Dear Bethel Family ,
Tell your people to stop knocking on my door. I am NOT interested. Buh Bye Now.
by Farkel 24 Replies latest jw friends
Dear Bethel Family ,
Tell your people to stop knocking on my door. I am NOT interested. Buh Bye Now.
Dear Brothers,
When you said that "Religion is a Snare and a Racket, I assume you were talking about yourselves?
Agape,
lepermessiah
lepermessiah is the best username ever. i wish i thought of that.
now i have to crank that song in my apartment. \m/
oh, and i love "agape"...i remember when my parents used to receive cards from their friends and they'd try to be all spiritual and sign it "agape", without realizing that it's the lowest form of love possible. i like to sign "eros".
Dear Brother Farkel,
OK so we fudged the books a little but hey what religion doesn't to make themselves seem viable ....come on !
Is it necessary to be so analytical......sheesh ?
If we don't set out some half truths how do expect us to keep this business in operation,
we've got mouths to feed, properties to buy and sell, airline flights to book all over the world so we can
get are asses kissed by are light minded followers. It makes his laugh whenever we do that because
we cant believe that there are so many stupid people in the world that actually believe in us.
We should be coming to your town soon so lets say we take you out for a beer, on us.
Sincerely,
The Governing Body of JWS
Thanks mutiny - thats why I chose it.....crank it up for me too!!
That is my favorite Metallica song (I quoted it from the platform in my final talk-LOL) and i love how it blasts religion.......
Yeah, I couldnt resist the Agape.....that used to drive me nuts.......hahahah.....its like saying "Good Day" or something.
Dear Farkel,
LOL! I love you.
Dear Farkel
Allow me to introduce myself. My name is Brother SlacksAreTooTight. I can barely walk in these things. Fortunately, my manhood is kept in a blind trust, so my slacks can be as tight as the GB needs them to be.

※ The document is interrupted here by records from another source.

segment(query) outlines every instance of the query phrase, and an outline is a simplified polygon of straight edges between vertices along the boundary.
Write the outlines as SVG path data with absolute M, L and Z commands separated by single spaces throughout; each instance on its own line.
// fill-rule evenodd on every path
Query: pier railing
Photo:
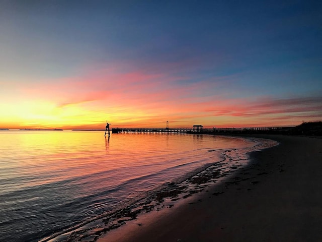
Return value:
M 218 128 L 212 129 L 194 129 L 188 128 L 112 128 L 112 133 L 177 133 L 184 134 L 215 134 L 219 133 L 259 133 L 274 132 L 287 131 L 293 127 L 249 127 L 249 128 Z

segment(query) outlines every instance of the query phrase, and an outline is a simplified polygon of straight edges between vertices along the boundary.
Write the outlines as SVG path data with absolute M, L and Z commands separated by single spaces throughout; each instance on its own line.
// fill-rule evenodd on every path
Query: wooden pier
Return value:
M 112 128 L 112 134 L 120 133 L 160 133 L 182 134 L 220 134 L 220 133 L 275 133 L 286 131 L 293 127 L 250 127 L 250 128 L 219 128 L 196 129 L 191 128 Z

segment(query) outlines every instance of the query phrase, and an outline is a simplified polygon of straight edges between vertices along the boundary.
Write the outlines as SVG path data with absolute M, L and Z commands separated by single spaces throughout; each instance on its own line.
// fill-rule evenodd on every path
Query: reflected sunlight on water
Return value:
M 37 241 L 254 145 L 207 135 L 0 131 L 0 240 Z

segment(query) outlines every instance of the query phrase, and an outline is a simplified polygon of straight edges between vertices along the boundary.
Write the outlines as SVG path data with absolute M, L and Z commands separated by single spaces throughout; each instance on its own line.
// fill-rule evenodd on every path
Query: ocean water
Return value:
M 0 131 L 0 241 L 43 240 L 222 160 L 224 151 L 246 159 L 245 150 L 260 144 L 204 135 L 109 138 L 104 133 Z

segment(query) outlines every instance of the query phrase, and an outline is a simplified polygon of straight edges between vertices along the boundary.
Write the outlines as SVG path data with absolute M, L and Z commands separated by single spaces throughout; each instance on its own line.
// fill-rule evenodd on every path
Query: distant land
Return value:
M 144 128 L 148 129 L 149 128 Z M 178 128 L 179 129 L 179 128 Z M 153 128 L 151 129 L 157 129 Z M 0 128 L 0 131 L 10 130 L 7 128 Z M 105 129 L 76 129 L 72 130 L 64 130 L 63 129 L 21 129 L 21 131 L 63 131 L 64 130 L 72 131 L 105 131 Z M 300 125 L 293 127 L 277 127 L 269 129 L 261 130 L 260 128 L 219 128 L 213 130 L 213 129 L 204 129 L 202 130 L 202 134 L 216 134 L 218 135 L 224 134 L 281 134 L 286 135 L 307 135 L 322 136 L 322 121 L 315 121 L 309 122 L 303 122 Z M 207 132 L 209 130 L 209 132 Z M 215 132 L 214 131 L 215 130 Z
M 37 130 L 37 131 L 62 131 L 62 129 L 21 129 L 19 130 Z

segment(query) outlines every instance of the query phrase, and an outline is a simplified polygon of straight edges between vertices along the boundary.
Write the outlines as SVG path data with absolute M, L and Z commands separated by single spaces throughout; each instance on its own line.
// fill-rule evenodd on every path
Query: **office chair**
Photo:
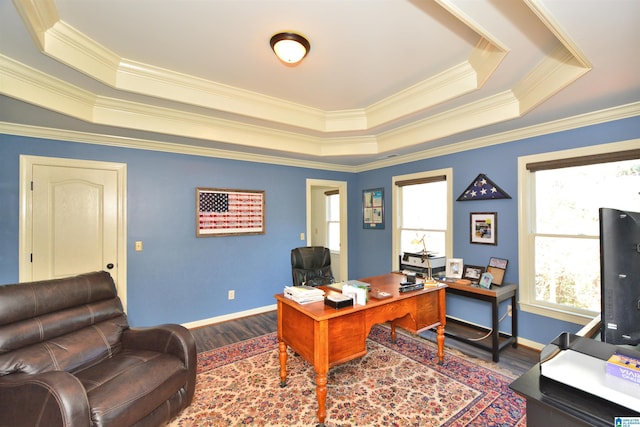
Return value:
M 291 275 L 294 286 L 320 286 L 333 283 L 329 249 L 322 246 L 292 249 Z

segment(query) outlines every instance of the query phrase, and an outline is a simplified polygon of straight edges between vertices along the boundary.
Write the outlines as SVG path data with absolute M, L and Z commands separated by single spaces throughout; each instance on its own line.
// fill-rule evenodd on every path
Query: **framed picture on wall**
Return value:
M 196 237 L 265 234 L 265 193 L 196 188 Z
M 384 188 L 362 192 L 362 228 L 384 229 Z
M 480 245 L 498 244 L 497 212 L 471 212 L 469 228 L 471 243 Z

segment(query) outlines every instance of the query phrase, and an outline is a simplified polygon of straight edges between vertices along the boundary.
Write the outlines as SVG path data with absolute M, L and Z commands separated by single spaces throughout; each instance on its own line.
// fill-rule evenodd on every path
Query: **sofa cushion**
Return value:
M 124 316 L 14 351 L 0 353 L 0 375 L 74 372 L 120 351 Z M 16 328 L 14 330 L 17 330 Z
M 132 425 L 187 382 L 188 370 L 175 356 L 123 350 L 75 373 L 87 390 L 96 426 Z

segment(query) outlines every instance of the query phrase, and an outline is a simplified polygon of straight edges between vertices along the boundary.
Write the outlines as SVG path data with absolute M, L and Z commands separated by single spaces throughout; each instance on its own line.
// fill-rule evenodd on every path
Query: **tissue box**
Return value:
M 342 294 L 331 294 L 325 297 L 324 303 L 333 308 L 353 307 L 353 298 Z
M 607 375 L 640 384 L 640 359 L 614 353 L 607 360 Z

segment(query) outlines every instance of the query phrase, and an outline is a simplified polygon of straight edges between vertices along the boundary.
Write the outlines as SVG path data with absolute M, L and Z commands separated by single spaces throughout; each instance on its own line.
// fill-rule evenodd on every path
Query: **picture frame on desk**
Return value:
M 462 279 L 462 258 L 449 258 L 445 265 L 445 276 L 451 279 Z
M 480 278 L 482 277 L 484 270 L 484 267 L 479 265 L 465 265 L 462 278 L 469 280 L 474 285 L 477 285 L 480 282 Z
M 487 272 L 493 276 L 493 284 L 501 286 L 504 280 L 504 273 L 507 271 L 509 260 L 501 258 L 490 258 Z

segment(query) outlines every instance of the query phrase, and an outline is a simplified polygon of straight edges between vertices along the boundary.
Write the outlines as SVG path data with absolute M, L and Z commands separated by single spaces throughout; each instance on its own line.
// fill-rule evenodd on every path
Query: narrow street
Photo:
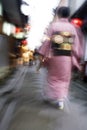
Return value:
M 35 66 L 19 68 L 7 85 L 11 91 L 0 92 L 0 130 L 87 130 L 87 84 L 71 82 L 61 111 L 43 102 L 45 79 L 44 68 L 39 73 Z

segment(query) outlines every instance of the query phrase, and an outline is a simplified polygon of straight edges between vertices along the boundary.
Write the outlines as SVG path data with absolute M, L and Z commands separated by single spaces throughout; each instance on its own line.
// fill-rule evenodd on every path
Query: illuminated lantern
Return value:
M 22 40 L 21 43 L 22 45 L 27 45 L 27 40 Z
M 74 19 L 71 20 L 71 23 L 73 23 L 76 26 L 81 27 L 82 24 L 83 24 L 83 21 L 81 19 L 79 19 L 79 18 L 74 18 Z

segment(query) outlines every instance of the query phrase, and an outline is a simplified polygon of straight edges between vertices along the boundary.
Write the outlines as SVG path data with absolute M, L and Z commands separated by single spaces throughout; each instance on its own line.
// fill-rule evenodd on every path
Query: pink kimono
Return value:
M 75 37 L 71 56 L 54 56 L 49 40 L 45 41 L 39 48 L 38 52 L 48 58 L 46 64 L 48 69 L 47 86 L 44 87 L 44 95 L 51 100 L 60 100 L 67 97 L 72 66 L 76 66 L 80 69 L 78 61 L 83 56 L 83 43 L 80 42 L 76 28 L 68 19 L 62 18 L 53 22 L 48 28 L 47 36 L 50 38 L 52 33 L 56 31 L 68 31 Z

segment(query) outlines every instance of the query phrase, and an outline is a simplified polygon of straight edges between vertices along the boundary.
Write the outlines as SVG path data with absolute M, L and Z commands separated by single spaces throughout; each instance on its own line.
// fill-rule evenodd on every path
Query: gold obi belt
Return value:
M 51 37 L 54 56 L 71 56 L 73 35 L 70 32 L 55 32 Z

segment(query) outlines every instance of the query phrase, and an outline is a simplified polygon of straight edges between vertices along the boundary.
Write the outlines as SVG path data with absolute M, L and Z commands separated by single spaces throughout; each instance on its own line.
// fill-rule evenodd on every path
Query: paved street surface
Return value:
M 72 81 L 65 109 L 45 104 L 46 70 L 25 66 L 11 93 L 1 96 L 0 130 L 87 130 L 87 84 Z M 18 77 L 15 77 L 18 79 Z M 6 102 L 6 99 L 8 101 Z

Anyway, you totally miss the point at Bethel. It is a paradise (for gays). We can be bachelors, claim it is for god, and not worry at all about needing chaperones, as the GB evidentally thinks that 2 people of the same sex could never be sexually attracted to each other.
We have been doing this for over 130 years. Other then getting very excited over 1914 on occasion (and we are going to party like its 2014 soon!), we aren't here to be right. We are here to for free room and board, and to be with our "Friends"
Anyway, right now, my slacks really are too tight.
Sincerely
Brother SlacksAreTooTight
Too phunnee. Merry panstmus.
S
Dearest Brother Farkel. We contacted Brother Walkin to pass on this dear letter to you.
SSsshhhh! We want you to chair our next Governing Body meeting. Could you please come up with something more unique to keep the friends busy. Trusting in all your skills.
kisses on the neck for you just like the first century brothers did it.
Btw, bring your beer or whiskey to the meeting.
Teddy
I have received a lots of responses from our Bethel brothers who say that while they would like to leave, they have no where else to go.
So, for those of you brothers who feel you must continue to stay at Bethel, I have just one piece of advice:
Remember not to play with your pee-pees.